Sihtric nods. “There was a battle. King Aethelstan’s advisor Ingilmundr was working for the Danes. We pushed them back. I heard the king took Ingilmundr’s head himself.”
“Good,” Deor says, and despite vengeance being a sin he cannot bring himself to regret it.
He does not want to sleep. But the dark is coming for him again.
“Rest,” Sihtric says. “You will be better when you wake.”
“Can you stay?” Deor asks. He knows with the aftermath of a battle there will be a hundred things to do. But if he has to lie alone in this room, as spacious as it is, he fears the walls will close in and crush him, blocking out the light forever.

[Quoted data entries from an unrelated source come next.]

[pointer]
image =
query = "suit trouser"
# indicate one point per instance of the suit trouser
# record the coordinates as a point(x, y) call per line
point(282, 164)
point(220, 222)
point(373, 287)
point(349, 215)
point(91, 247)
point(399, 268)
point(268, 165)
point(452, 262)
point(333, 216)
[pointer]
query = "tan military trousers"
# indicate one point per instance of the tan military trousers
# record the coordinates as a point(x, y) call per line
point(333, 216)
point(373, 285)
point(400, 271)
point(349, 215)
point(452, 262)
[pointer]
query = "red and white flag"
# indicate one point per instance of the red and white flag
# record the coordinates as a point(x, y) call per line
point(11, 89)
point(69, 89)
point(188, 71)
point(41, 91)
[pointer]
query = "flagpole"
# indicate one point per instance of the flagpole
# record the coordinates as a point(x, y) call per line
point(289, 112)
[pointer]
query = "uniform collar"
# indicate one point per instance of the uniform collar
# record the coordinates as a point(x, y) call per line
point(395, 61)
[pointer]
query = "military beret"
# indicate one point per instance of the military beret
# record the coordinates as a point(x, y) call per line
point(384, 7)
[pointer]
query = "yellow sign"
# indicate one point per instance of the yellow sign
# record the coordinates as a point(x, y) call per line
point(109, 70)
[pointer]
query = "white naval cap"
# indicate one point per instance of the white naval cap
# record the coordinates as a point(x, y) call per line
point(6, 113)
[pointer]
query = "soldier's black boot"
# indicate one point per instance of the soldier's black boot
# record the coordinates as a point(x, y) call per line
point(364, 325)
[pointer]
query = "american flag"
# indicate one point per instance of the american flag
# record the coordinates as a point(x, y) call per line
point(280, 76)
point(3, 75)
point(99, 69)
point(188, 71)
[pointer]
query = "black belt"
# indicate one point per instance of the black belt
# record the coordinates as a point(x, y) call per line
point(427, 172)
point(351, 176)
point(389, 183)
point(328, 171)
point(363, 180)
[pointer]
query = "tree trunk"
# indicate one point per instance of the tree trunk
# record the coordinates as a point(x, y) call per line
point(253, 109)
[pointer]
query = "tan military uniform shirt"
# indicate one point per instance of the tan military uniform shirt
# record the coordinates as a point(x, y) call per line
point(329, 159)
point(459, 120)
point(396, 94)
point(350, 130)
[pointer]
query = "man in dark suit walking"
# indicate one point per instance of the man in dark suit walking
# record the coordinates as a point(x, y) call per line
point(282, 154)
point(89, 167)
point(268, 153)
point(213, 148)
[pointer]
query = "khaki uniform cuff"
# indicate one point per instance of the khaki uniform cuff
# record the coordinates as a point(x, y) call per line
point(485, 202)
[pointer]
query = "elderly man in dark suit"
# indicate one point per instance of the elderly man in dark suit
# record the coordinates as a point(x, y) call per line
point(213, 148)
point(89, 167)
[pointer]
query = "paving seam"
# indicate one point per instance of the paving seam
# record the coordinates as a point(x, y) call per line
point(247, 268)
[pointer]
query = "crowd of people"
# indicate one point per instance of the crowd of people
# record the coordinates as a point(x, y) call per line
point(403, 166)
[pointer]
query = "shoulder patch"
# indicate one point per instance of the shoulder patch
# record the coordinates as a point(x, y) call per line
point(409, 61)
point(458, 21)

Sihtric runs a thumb over his forehead and then rests one hand over his heart, where the cross and hammer lie. “As long as you will have me.”
Perhaps Deor is imagining it, but the shadows seem to retreat a little at his words.
He settles back under the furs, Sihtric’s hand in his, warm and alive. There will be time to mourn, to pray, to perhaps…try to forgive, one day.
But for now he sleeps. And the light follows him down and keeps the dark at bay.